Dans Le pouvoir québécois menacé : non à la proportionnelle, son nouveau livre, il revient sur les grands thèmes qui ont marqué son parcours intellectuel.
Pouvoir
Mais surtout, il reprend de manière frontale un combat qu’il a mené dans les médias depuis une quinzaine d’années : celui contre la réforme du mode de scrutin. Plus exactement, Christian Dufour s’oppose à la proportionnelle, dans laquelle il voit une tentation chimérique, qui pourrait coûter très cher au peuple québécois.
Ceux pour qui la réforme du mode de scrutin va de soi devraient le lire. Ils pourraient en sortir secoués.
Au cœur de son argument, on trouve l’idée que le mode de scrutin actuel favorise la majorité historique francophone et confirme son contrôle sur la vie politique.

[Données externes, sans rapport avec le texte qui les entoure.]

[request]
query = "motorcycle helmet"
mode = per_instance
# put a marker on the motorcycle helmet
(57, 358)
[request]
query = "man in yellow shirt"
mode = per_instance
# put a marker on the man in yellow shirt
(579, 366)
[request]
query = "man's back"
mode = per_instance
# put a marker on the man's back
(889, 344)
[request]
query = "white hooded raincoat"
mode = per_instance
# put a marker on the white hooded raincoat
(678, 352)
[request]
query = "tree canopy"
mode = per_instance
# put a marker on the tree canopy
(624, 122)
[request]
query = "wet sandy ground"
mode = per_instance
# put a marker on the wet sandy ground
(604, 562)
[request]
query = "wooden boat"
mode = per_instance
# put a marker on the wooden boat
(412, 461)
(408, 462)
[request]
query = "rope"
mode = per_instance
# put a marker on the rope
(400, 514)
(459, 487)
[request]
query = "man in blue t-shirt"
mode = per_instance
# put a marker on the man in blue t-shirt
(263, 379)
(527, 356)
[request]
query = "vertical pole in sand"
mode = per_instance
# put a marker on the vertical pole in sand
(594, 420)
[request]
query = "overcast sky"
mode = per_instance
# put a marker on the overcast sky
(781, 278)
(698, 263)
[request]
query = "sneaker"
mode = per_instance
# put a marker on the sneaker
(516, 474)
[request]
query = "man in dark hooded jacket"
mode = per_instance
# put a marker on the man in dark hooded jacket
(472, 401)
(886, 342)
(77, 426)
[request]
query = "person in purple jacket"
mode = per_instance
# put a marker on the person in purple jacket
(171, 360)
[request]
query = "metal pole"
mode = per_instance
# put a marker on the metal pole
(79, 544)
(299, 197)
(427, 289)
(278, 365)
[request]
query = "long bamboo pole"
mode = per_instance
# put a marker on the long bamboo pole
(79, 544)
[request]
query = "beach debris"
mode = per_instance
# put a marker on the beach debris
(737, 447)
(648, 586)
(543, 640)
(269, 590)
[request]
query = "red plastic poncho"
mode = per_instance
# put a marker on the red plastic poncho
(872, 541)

Ceux qui regardent cette préoccupation de haut, comme si elle était désuète ou indigne, font preuve d’un snobisme théorique qui se retourne contre leur peuple. Faut-il rappeler la situation géopolitique très particulière du peuple québécois en Amérique du Nord ? Christian Dufour se fait ainsi le promoteur d’un réalisme stratégique plus que bienvenu.
Christian Dufour nous invite à considérer que notre mode de scrutin nous a bien servis et pourrait globalement nous servir encore. Même s’il est d’origine britannique, les Québécois se le sont approprié pour exprimer leur volonté collective, et sont parvenus à progresser en en faisant un bon outil à leur service.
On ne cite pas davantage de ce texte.